Zwei Muskeln bilden die Wadenmuskulatur: der große Zwillingswadenmuskel (Musculus gastrocnemius, auch „Zweiköpfiger Wadenmuskel“), der deiner Wade ihre typische Form gibt, und der Schollenmuskel (Musculus soleus).

Die Wadenmuskulatur verläuft über das Kniegelenk und reicht im oberen Bereich bis an den Oberschenkelknochen. Im unteren Bereich verbinden sich die sehnigen Ausläufer von Zwillingswadenmuskel und Schollenmuskel zur Achillessehne

Damit ist die Wade an wichtigen Bewegungen unserer Füße und Beine beteiligt:

  • Beugung des Kniegelenks,
  • Beugung des Fußes,
  • Rotation des Fußes.

So leidet die Wade im modernen Alltag

Dass Wadenkrämpfe, Knieschmerzen und Fersensporn heutzutage so verbreitet sind, liegt unter anderem daran, dass die Wade enorm unter dem Bewegungsmangel unseres modernen Alltags leidet. Ein besonderes Gift ist das ständige Sitzen: Denn in der Sitzhaltung kontrahiert der Zwillingswadenmuskel: Er wird also nicht auf Länge gedehnt und ist gewissermaßen „verkürzt“. 

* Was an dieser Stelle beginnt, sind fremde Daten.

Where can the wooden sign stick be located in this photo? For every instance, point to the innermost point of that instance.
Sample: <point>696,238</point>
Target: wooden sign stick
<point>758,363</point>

Geschieht das tagtäglich über längere Zeiträume, ohne dass ein Ausgleich stattfindet, verändert die permanente Verkürzung das muskulär-fasziale Gewebe der Wadenmuskulatur. Wenn du dein Gewebe nämlich kaum noch dehnst und streckst, wird es mit der Zeit unnachgiebig. Die natürliche Flexibilität der Faszien lässt nach, sie verhärten.

Besonders dramatisch: Selbst in der Nacht „sitzen” die meisten Menschen, indem sie mit angewinkelten Beinen schlafen. Dadurch  treiben sie den beschriebenen Prozess noch schneller voran.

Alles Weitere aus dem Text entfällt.